A dívida pública da Pemex chega a US$ 1,15 bilhão, o que seria a maior preocupação do governo. Mas o povo já está vacinado contra processos do tipo. Durante a década de 1990, o país enfrentou diversas privatizações, incluindo do setor de telefonia. Algo que acabou beneficiando uma pequena elite mexicana e forçando a população a pagar pelo serviço mais caro do mundo.

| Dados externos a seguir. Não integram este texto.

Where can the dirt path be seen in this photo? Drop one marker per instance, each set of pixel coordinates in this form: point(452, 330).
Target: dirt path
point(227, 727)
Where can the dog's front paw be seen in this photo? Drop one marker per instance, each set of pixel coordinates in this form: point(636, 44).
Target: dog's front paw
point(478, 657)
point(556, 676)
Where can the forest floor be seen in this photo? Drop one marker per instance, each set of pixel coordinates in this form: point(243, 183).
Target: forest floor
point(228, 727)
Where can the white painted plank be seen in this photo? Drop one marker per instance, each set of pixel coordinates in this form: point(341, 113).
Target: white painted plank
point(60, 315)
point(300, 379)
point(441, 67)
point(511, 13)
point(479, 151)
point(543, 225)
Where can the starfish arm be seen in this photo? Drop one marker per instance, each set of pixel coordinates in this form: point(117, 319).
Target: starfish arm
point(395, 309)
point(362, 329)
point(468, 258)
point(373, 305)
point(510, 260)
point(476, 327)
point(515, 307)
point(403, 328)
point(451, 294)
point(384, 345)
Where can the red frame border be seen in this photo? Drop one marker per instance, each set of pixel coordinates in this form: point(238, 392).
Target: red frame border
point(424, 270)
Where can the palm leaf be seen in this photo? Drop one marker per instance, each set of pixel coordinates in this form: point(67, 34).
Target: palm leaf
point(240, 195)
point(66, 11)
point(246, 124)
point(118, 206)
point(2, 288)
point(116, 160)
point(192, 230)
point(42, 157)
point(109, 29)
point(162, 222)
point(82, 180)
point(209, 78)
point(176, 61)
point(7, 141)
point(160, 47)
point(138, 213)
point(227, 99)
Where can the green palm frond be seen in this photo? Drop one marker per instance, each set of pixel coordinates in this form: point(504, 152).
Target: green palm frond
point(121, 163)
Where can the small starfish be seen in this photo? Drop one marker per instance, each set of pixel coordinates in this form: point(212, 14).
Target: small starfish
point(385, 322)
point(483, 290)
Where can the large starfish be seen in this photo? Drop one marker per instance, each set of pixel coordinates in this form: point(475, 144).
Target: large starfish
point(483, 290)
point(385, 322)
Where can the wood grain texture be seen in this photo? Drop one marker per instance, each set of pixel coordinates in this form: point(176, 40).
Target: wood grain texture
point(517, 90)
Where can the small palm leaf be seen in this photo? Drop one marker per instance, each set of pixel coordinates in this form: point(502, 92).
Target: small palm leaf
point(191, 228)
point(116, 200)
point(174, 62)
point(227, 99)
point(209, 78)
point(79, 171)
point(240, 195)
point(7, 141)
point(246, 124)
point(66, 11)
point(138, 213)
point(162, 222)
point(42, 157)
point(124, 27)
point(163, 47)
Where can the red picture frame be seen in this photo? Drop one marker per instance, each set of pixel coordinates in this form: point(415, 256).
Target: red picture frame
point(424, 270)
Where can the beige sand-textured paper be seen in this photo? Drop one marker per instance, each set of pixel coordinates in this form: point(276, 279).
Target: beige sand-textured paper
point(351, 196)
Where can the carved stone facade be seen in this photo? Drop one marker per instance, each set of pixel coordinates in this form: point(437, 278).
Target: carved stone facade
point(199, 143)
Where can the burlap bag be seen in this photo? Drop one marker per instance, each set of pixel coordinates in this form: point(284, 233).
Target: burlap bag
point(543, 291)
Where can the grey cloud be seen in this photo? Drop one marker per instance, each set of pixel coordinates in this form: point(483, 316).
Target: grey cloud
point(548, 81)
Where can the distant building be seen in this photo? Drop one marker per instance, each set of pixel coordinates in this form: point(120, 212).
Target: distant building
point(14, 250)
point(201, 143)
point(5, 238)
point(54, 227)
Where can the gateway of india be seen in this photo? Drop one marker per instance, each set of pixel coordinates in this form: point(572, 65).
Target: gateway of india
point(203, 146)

Parecido com o que aconteceu nas licitações de TV, beneficiando a Televisa e as grandes companhias, em detrimento das liberdades comunitárias, sobretudo indígenas.

Pior, em 1998, o congresso aprovou um resgate de US$ 67 bilhões aos bancos. Quem pagou? Os contribuintes. Uma relação de promiscuidade do poder com a elite, e não se limita a isso. A forma como o governo é leniente com a corrupção e inativo contra o tráfico de drogas são outras insatisfações crescentes.

O primeiro efeito concreto da abertura da Pemex à população deve ser sentido a partir de 2015, com o fim dos subsídios à gasolina. Algo que deverá ser reclamado pela população, certo ou não. Bem depois que o furor nacionalista pela seleção e pela Copa do Mundo acabarem. E a reação ao PRI nas urnas é que deverá ser a única chance de contra-ataque. Por mais que a população já esteja perdendo por goleada.